Most recent news about drones centers on their aggressive military use. However, the technology is easily applied to several other arenas, one of which is disaster relief.
The most notable application of drones to disaster relief is the Center for Robot-Assisted Search and Rescue (CRASAR). Founded by Texas A&M University professor Dr. Robin Murphy prior to the 9/11 attacks, CRASAR uses several types of robots, including unmanned ground and aerial vehicles, for search, rescue, reconstruction, restoration and structural forensics. Her mission in establishing CRASAR and still guiding CRASAR is worldwide humanitarian effort. The addition of drones to disaster response dramatically increases the effectiveness of disaster relief.

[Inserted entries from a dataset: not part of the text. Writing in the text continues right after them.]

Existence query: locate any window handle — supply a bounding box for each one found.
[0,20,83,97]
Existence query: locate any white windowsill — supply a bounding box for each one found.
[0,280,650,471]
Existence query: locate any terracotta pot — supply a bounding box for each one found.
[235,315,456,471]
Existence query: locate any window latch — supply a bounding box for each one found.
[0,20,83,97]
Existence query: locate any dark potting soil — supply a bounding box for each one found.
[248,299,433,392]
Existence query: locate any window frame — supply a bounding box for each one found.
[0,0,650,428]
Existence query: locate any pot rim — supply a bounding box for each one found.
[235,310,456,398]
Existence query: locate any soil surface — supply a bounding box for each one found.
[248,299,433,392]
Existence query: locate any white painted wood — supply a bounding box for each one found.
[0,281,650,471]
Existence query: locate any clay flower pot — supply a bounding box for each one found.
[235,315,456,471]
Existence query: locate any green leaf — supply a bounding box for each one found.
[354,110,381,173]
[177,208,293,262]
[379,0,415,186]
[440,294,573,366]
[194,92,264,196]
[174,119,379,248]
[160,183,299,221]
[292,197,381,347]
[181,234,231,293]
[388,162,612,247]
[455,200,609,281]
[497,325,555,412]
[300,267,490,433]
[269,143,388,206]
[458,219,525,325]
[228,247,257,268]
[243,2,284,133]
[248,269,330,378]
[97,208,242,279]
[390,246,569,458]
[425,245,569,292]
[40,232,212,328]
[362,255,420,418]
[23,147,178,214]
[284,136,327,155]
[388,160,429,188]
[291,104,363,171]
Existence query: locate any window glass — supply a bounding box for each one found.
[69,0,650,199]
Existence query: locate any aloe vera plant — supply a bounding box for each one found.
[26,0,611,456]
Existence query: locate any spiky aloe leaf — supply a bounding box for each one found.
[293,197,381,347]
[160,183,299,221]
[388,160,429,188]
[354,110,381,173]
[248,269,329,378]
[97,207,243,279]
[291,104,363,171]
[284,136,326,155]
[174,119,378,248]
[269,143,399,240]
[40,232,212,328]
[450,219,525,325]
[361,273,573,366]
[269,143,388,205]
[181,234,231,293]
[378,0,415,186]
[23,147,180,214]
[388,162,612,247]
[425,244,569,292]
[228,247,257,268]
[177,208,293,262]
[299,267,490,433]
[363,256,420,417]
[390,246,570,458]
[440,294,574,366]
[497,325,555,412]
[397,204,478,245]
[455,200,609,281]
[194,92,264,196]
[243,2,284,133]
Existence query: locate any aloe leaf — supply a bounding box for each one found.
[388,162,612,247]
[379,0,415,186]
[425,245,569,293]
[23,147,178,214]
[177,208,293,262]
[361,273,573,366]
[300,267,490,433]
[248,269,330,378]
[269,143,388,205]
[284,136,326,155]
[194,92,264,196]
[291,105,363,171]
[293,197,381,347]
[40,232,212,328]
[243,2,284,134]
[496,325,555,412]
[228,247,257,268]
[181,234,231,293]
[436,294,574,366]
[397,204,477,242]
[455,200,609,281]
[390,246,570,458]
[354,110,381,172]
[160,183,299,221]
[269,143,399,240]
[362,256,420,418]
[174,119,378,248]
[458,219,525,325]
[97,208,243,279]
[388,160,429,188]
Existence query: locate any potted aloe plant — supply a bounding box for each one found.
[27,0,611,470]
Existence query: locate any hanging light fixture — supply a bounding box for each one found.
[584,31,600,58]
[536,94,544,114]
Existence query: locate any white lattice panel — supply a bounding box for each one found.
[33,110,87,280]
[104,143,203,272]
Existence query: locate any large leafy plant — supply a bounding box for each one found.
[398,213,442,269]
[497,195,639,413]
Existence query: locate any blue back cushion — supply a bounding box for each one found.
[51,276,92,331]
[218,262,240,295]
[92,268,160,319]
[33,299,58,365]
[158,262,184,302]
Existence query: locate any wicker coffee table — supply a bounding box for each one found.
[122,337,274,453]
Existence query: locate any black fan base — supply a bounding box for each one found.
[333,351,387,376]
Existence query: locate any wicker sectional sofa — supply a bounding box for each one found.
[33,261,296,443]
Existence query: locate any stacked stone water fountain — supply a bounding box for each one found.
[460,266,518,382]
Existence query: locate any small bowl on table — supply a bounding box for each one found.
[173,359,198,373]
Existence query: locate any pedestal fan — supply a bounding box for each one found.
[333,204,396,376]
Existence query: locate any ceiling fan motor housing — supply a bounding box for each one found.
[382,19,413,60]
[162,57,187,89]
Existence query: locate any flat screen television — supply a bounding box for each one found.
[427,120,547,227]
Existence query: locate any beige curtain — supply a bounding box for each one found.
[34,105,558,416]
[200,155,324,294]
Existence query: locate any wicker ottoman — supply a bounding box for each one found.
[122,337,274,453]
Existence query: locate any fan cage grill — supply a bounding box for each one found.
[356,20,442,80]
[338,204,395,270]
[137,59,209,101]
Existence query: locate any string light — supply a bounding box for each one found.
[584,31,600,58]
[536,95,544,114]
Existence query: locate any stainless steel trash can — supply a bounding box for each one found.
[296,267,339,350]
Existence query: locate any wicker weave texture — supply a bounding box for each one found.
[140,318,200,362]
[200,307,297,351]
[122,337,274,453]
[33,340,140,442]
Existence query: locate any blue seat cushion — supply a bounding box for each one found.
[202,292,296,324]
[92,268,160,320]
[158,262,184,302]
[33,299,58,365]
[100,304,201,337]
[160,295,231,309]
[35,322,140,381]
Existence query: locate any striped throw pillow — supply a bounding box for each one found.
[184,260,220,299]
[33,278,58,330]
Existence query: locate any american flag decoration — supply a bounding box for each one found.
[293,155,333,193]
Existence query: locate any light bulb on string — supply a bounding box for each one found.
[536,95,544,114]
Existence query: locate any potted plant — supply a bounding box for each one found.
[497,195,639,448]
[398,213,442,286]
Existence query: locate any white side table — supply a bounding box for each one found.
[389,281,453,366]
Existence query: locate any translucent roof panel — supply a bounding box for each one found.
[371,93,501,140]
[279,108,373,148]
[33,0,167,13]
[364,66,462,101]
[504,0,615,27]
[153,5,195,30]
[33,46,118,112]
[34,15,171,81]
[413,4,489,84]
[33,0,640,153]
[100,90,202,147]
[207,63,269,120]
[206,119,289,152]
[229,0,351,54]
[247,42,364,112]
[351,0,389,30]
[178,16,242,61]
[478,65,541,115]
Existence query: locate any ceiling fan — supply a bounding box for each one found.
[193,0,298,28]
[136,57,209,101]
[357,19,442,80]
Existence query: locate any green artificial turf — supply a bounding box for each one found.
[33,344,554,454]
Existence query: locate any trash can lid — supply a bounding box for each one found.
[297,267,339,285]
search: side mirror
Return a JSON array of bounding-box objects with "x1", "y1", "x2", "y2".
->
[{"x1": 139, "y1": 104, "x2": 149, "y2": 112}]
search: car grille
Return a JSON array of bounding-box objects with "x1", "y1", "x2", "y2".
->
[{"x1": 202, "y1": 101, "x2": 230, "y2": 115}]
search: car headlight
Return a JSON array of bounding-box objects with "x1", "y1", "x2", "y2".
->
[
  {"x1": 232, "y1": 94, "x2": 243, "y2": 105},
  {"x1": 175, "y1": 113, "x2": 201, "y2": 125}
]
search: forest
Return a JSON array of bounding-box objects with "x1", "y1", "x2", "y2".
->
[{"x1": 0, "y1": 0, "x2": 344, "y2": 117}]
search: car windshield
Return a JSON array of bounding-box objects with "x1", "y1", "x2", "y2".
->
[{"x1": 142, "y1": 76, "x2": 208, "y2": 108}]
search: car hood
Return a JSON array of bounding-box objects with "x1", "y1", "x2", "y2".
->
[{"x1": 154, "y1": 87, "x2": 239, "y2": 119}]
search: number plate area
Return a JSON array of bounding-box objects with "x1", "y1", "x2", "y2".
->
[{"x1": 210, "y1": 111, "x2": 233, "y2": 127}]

CRASAR’S humanitarian efforts were evident in:
– 2001 for the 9/11 World Trade Center attacks;
– 2004 for Hurricane Charley;
– 2005 for the La Conchita Mudslides, for Hurricane Katrina and for Hurricane Wilma;
– 2007 for the Midas Gold Mine Collapse in Nevada, the Crandall Canyon Coal Mine Collapse in Utah and the Berkman Plaza II Collapse in Florida;
– 2008 for the Berkman Plaza II Collapse for structural forensics and for Hurricane Ike;
– 2009 for the State Archives Collapse in Cologne Germany and the L’Aquila Earthquake in Italy;
– 2011 for the Fukushima Daiichi nuclear accident and the Great East Japan Tsunami; and
– 2014 for the SR530 Mudslides.
Dr. Murphy also mentors Texas A&M graduate students in Computer Science. Texas A&M is one of approximately 350 U. S. institutions, including 14 universities and colleges, possessing FAA permits to fly UAVs for education and research. Degrees in drone piloting are conferred by 3 U. S. universities: Kansas State University, North Dakota University and Embry-Riddle Aeronautical University in Daytona Beach, Florida.
As is often true of new technologies, military applications are initially the most obvious but non-military uses eventually appear and flourish.